Hi I´m new in Snakemake and have a question. I want to run a tool to multiple data sets. One data set represents one tissue and for each tissue exists fastq files, which are stored in the respective tissue directory. The rough command for the tools is:
python TEcount.py -rosette rosettefile -TE te_references -count result/tissue/output.csv -RNA <LIST OF FASTQ FILE FOR THE RESPECTIVE SAMPLE>
The tissues shall be the wildcards.
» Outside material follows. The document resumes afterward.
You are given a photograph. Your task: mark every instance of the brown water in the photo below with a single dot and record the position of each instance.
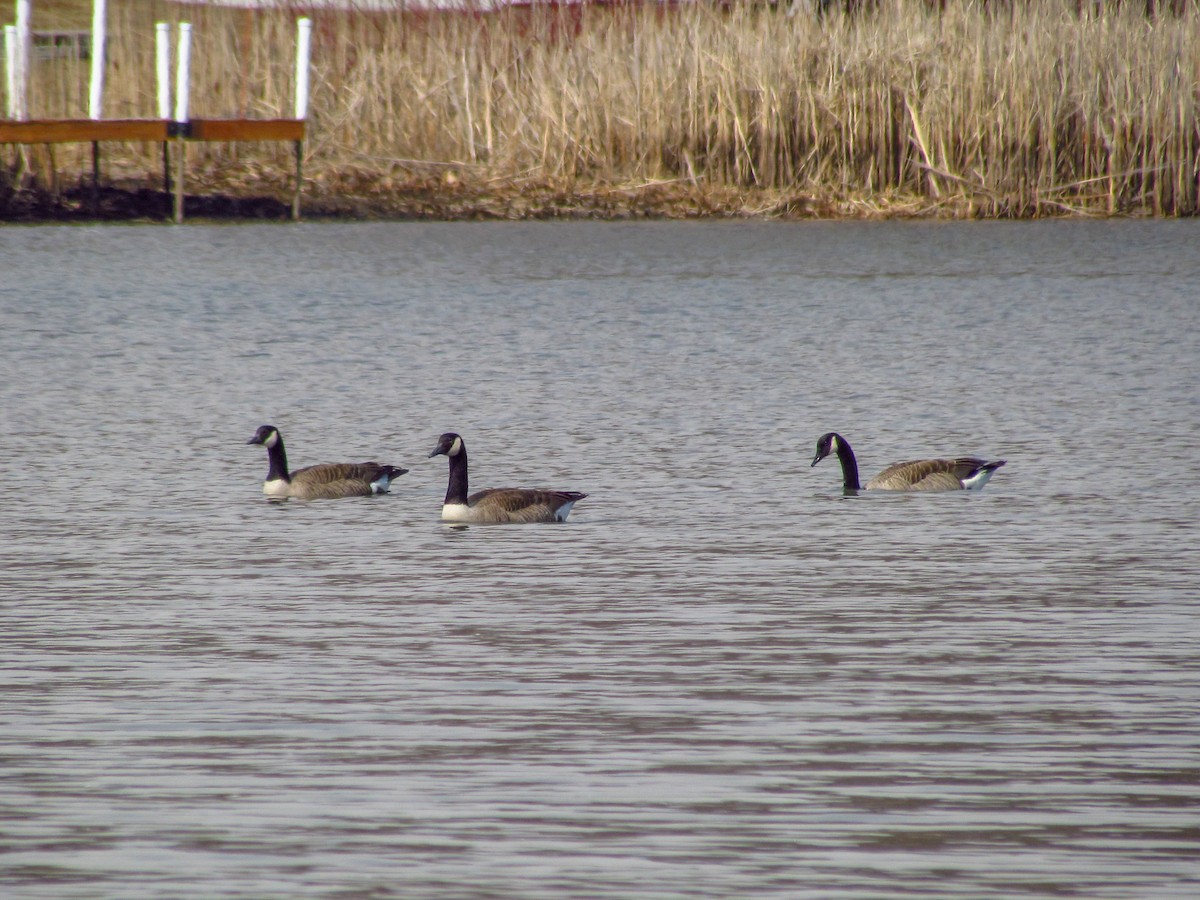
(720, 678)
How can I do this? Below I have a first try that did not work.
import os
#collect data sets
SAMPLES=os.listdir("data/rnaseq/")
rule all:
input:
expand("results/{sample}/TEtools.{sample}.output.csv", sample=SAMPLES)
rule run_TEtools:
input:
TEcount='scripts/TEtools/TEcount.py',
rosette='data/prepared_data/rosette/rosette',
te_references='data/prepared_data/references/all_TE_instances.fa'
params:
#collect the fastq files in the tissue directory
fastq_files = os.listdir("data/rnaseq/{sample}")
output:
'results/{sample}/TEtools.{sample}.output.csv'
shell:
'python {input.TEcount} -rosette {input.rosette} -TE
{input.te_references} -count {output} -RNA {params.fastq_files}'
In the rule run_TEtools it does not know what the {sample} is.